In the nineteen forties and nineteen fifties, an extraordinary new wave of abstract artists were practicing on both coasts.  Their art mostly has been known as abstract expressionism.  Giant figures in New York included Willem de Kooning, Jackson Pollock, and David Smith.  In San Francisco there was Clyfford Still and the younger painter Sam Francis.  A tradition of abstract ceramics began with Peter Volkous.

Since 1960, this gestural abstraction has emerged as a strong tradition, continuing to the present day alongside such relatively new developments (in America) as assemblage, pop, and conceptual art. The two finest gestural abstract artists working today in Texas, and among the best in the country, are Virgil Grotfeldt and Terrell James.  In James’ current work, she has mastered a lyric freedom usually seen in watercolor, rather than in oil.  Although articulated line is often structurally important, the paintings are primarily built of patches and fluid areas of color.  Particularly in the smaller Field Studies, James, like Francis, demonstrates a superb instinct for grounding a work in the shear open potential of white paint.

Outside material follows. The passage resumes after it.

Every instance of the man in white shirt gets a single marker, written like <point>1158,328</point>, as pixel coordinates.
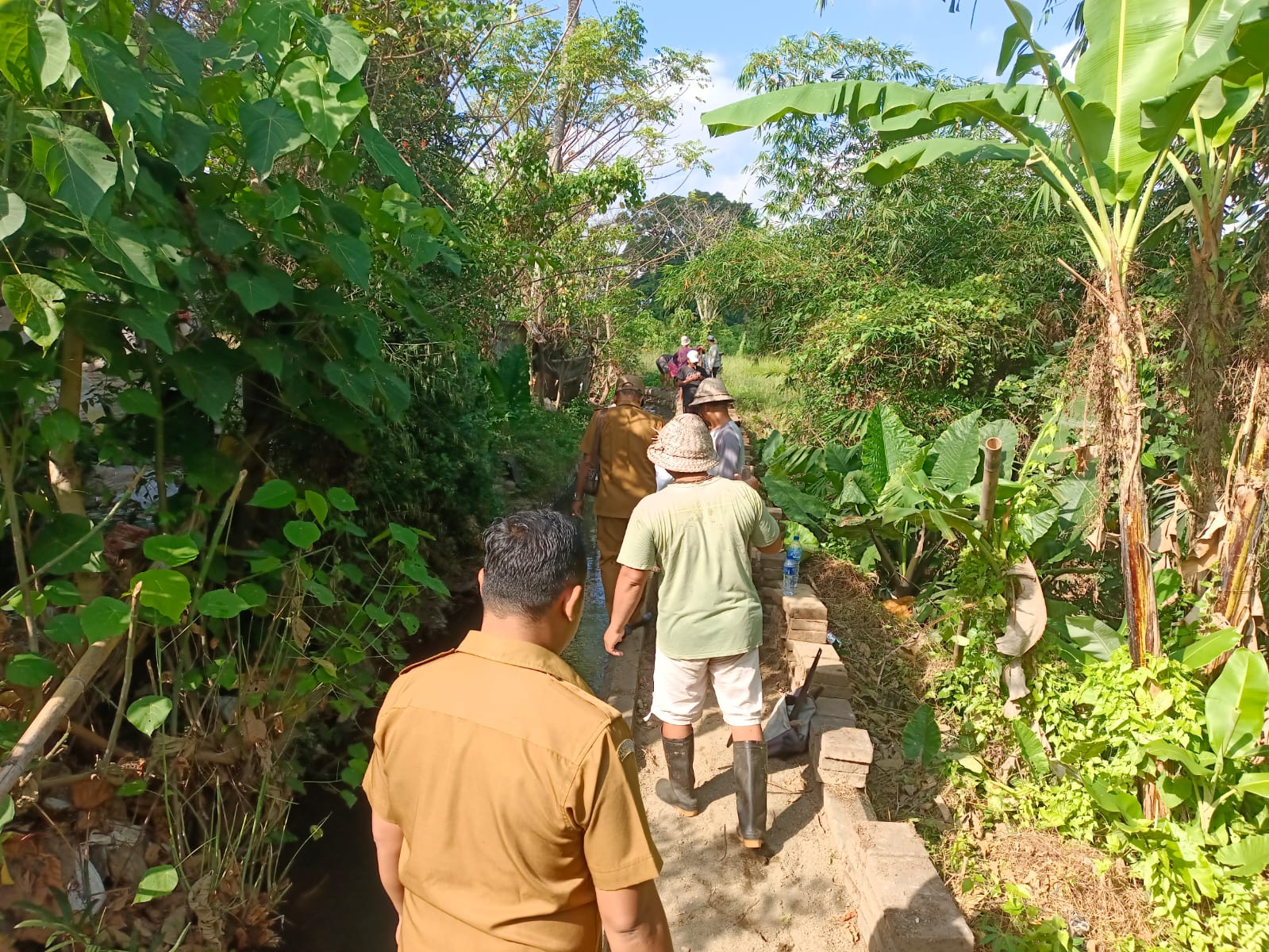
<point>713,403</point>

It was Jackson Pollock, in the classic poured abstractions, who produced his generation’s most beautiful and profound evocations of nature.  The younger Californian Richard Diebenkorn also called it forth in his own abstract expressionist paintings. Working out-of-doors in far west Texas, and from sketchbooks of regular trips through the monumental Trans-Pecos, James reconstructs vision and gesture in conveying what she sees and feels in the landscape. With larger canvases, and in works on paper such as the Davis Mountains drawings and large monoprints from the Gaea and Tellus series, she calls forth the scope and depth of nature in a painterly performance of its rhythms and forms.

This exhibition’s most recent painting, Sentry, brings this approach and its sensibility to the arena of the body.  With a new, arching structure, it introduces a personal scale of meanings and references.  The work shown here represents her emergence into this more intimate space, one carefully tended and more edited, yet still open, suffused with light.